Photo line for the double runby at Jericho Bridge.
(Photo by Doug Scott)
Steam on the "Naugy" Photographers Special
May 30, 2010
Story By John Reading
Photos by Doug Scott
Measured solely by “new miles,” Mass Bay RRE’s May 30 Steam on the ‘Naugy’ Photo Special may be the shortest fantrip
our club ever sponsored. From its origin at Naugatuck headquarters in Thomaston, CT to below Jericho Bridge, our three-car
train with “Flagg Coal” 0-4-0 75 covered only 4.1 route-miles – even shorter than one trip around the former Edaville loop
in South Carver … and at first, backwards!
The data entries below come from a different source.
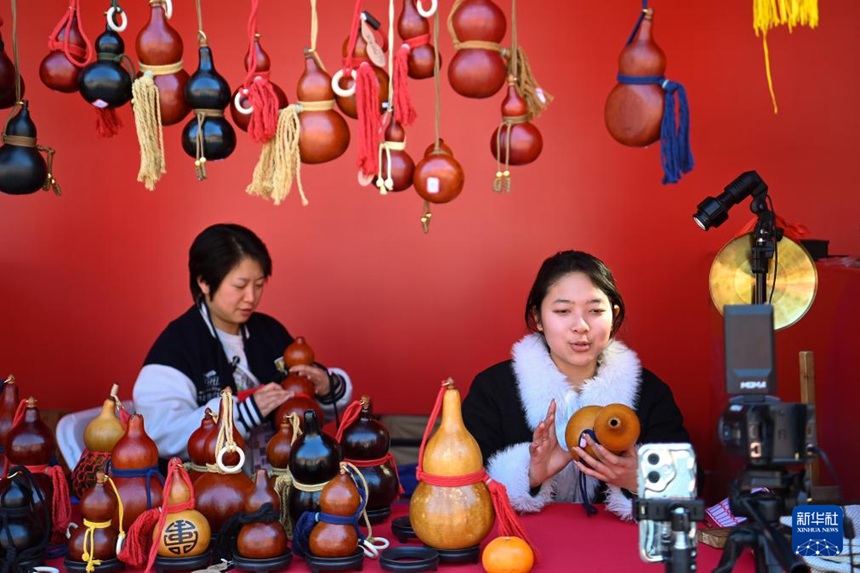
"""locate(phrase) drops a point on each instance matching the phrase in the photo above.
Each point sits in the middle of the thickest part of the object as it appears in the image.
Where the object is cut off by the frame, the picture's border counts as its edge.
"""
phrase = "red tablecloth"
(567, 539)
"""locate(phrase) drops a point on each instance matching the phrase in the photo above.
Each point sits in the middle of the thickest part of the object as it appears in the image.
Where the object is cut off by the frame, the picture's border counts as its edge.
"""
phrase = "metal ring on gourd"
(111, 13)
(426, 13)
(373, 545)
(240, 107)
(219, 460)
(335, 84)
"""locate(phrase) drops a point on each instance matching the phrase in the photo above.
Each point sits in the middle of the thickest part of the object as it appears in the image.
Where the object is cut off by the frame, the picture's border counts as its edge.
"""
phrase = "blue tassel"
(302, 532)
(675, 152)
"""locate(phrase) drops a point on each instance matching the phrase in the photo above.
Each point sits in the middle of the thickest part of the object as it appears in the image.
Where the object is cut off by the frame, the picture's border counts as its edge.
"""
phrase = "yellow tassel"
(147, 121)
(280, 161)
(537, 99)
(768, 14)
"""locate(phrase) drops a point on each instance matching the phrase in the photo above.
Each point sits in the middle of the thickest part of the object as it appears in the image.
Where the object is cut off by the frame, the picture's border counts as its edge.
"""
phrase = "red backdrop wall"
(90, 278)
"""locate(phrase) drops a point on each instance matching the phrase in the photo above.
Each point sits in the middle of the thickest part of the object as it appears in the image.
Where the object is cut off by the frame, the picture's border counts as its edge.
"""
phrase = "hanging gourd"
(362, 55)
(278, 453)
(222, 489)
(296, 353)
(258, 98)
(365, 442)
(179, 534)
(208, 135)
(92, 547)
(70, 50)
(8, 78)
(516, 141)
(438, 177)
(768, 14)
(323, 133)
(23, 170)
(455, 503)
(25, 520)
(417, 50)
(327, 136)
(478, 68)
(159, 92)
(31, 443)
(197, 454)
(134, 472)
(640, 109)
(361, 88)
(159, 49)
(9, 401)
(100, 436)
(106, 82)
(314, 460)
(395, 168)
(241, 109)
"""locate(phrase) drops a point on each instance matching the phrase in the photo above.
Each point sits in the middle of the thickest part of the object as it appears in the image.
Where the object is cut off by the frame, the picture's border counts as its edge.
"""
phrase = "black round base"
(401, 527)
(107, 566)
(353, 562)
(263, 565)
(409, 559)
(466, 555)
(379, 514)
(182, 563)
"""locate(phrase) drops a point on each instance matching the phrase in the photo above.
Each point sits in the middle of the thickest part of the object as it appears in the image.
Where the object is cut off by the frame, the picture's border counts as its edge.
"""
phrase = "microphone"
(714, 211)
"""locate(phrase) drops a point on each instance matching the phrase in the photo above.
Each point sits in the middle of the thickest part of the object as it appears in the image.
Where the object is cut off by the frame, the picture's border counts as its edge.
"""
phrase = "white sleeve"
(510, 467)
(342, 401)
(166, 399)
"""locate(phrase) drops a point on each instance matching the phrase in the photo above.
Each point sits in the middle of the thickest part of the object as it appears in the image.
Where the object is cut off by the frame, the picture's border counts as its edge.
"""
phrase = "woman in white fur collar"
(518, 410)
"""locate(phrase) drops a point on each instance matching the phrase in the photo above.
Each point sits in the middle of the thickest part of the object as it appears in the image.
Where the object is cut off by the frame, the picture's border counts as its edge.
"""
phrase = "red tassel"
(61, 508)
(107, 122)
(404, 111)
(367, 103)
(135, 551)
(350, 415)
(506, 518)
(264, 118)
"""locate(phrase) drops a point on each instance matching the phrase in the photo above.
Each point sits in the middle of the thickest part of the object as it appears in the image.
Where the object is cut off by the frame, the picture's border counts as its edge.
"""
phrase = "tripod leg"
(739, 538)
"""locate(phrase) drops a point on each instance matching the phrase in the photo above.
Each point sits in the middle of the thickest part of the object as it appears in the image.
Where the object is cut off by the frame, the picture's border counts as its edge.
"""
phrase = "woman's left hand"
(317, 376)
(617, 470)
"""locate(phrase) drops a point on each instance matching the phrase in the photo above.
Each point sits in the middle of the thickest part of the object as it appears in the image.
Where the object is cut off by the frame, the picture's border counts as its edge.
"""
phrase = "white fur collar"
(617, 380)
But once engineer Al Galanty threw 75’s reverse lever forward, while fireman (and Mass Bay RRE Director) Louis Edmonds
coaled his fire for the initial runby, no one there really cared how long or short the trip might be. With a tiny headlight blazing atop her fat boiler, under a high-flung pillar of black soft-coal smoke, 75 came hammering north past the cameras, showing her passengers how the railroaders of the early 20th century did it.
The idea for a Mass Bay RRE “Naugy” photo special came to our division's President in January, when NAUG President Howard Pincus announced the railroad would bring “Flagg Coal 75” to Thomaston in the spring. The husky 0-4-0T was built for Flagg Coal Company of Avoca, PA in December 1930, by Vulcan Iron Works of nearby Scranton. Originally numbered Flagg 2, the 0-4-0 became 75 when it was sold in 1935 to Solvay Process Co. to work in a quarry near Jamesville, NY. After Solvay Process dieselized, 75 went to the planned Rail City Museum in Sandy Pond, NY, where it sat unused until 1991. John and Byron Gramling of Ashley, IN purchased it that year and spent a decade restoring it. 75 moves from place to place on a heavy-duty flatbed truck.
Besides 75, our special included three heavyweight steel coaches: ex-Canadian National 4980, 4992 and 5046, all riding
on six-wheel trucks. At 4 PM, after our staff and the NAUG train crew boarded 80 riders, 75’s
shrill whistle blasted three times and we began backing to Jericho Bridge.